In C, the pointer is always my pain.
My question: When we add * to a pointer?
I see those two code:
First one:
int x;
int *ptr;
ptr = &x;
Second one:
int x;
int *ptr;
*ptr = 5;
Why first pointer has * in front of the pointer, but the second pointer does not?
Update:
Why we don't do *pr = &x and ptr = 5?
A variable holds a value, and that value is stored somewhere in memory (at an address). A pointer is a variable that holds as a value an address.
One use of * is in declaring a pointer; in the posted code, int *ptr; declares a pointer to int. The expression &x evaluates to the address of x, and so ptr = &x; stores the address of the variable x in the (pointer) variable ptr. If you use the variable ptr alone, as in:
printf("ptr = %p\n", (void *) ptr);
ptr will evaluate to the value stored in ptr, which is the address of x. Note here that the %p conversion specifier is needed to print a pointer value, and that it must be cast to (void *) to avoid undefined behavior.
If you want to use the value stored in the variable pointed to by a pointer, you dereference the pointer, using the * operator. That is, if you want to use ptr to obtain the value stored in x, you use *ptr:
printf("*ptr = x = %d\n", *ptr);
Similarly, if you want to store a value in a variable pointed to by a pointer, you can dereference the pointer:
*ptr = 5;
printf("x is now %d\n", x);
Now note that in your first code snippet, x is uninitialized (holds an indeterminate value), but x has been defined, and has an address, so ptr does hold a determinate value. But in the second code snippet, ptr is uninitialized, and so holds an indeterminate value.

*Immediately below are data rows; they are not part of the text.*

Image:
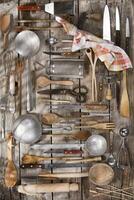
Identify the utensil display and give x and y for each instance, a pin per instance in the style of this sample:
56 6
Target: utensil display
80 93
96 145
43 81
10 171
101 174
6 25
124 102
103 126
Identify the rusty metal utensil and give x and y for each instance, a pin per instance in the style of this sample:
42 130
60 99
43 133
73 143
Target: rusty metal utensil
123 156
10 171
6 25
43 81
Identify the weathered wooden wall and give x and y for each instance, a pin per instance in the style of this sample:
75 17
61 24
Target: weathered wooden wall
89 6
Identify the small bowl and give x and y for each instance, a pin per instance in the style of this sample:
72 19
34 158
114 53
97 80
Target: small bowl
101 174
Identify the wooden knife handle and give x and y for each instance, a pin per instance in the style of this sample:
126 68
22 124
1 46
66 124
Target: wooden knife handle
64 175
84 160
96 107
9 146
42 188
29 8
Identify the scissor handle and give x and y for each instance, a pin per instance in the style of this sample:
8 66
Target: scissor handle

It is undefined behavior to use an indeterminate value, so in this case the line:
*ptr = 5;
causes undefined behavior.
Here is a version of the posted code that avoids undefined behavior:
#include <stdio.h>
int main(void)
{
int x;
int *ptr;
ptr = &x;
printf("ptr = %p\n", (void *) ptr);
x = 1;
printf("*ptr = x = %d\n", *ptr);
*ptr = 5;
printf("x is now %d\n", x);
return 0;
}
* in the declaration just specifies that this variable is a pointer.
* when using the variable (i.e., anywhere other than the declaration) means you want to access whatever thing the pointer points to, rather than the pointer itself.
Leave the * out when you want to make the pointer point to a different object than it pointed to before (whatever's on the right should be an address of something):
ptr = &thing_it_points_to;
Use a * when you want the pointer to stay pointing to the same object, but change that object's value:
*ptr = 5; // 5 is not an address here, it's the value I'm assigning to the int that this points to
So, your first one:
int x;
int *ptr; // * while declaring the variable tells us this is a pointer type
ptr = &x; // Get a pointer that points to 'x', and store it in 'ptr'
Second one:
int x;
int *ptr; // * while declaring the variable tells us this is a pointer type
*ptr = 5; // * while using the variable means to get the thing this pointer points to, and set it to 5
BTW, both of these are invalid code; x is used before being initialized in the first one, and ptr is used before being initialized in the second one.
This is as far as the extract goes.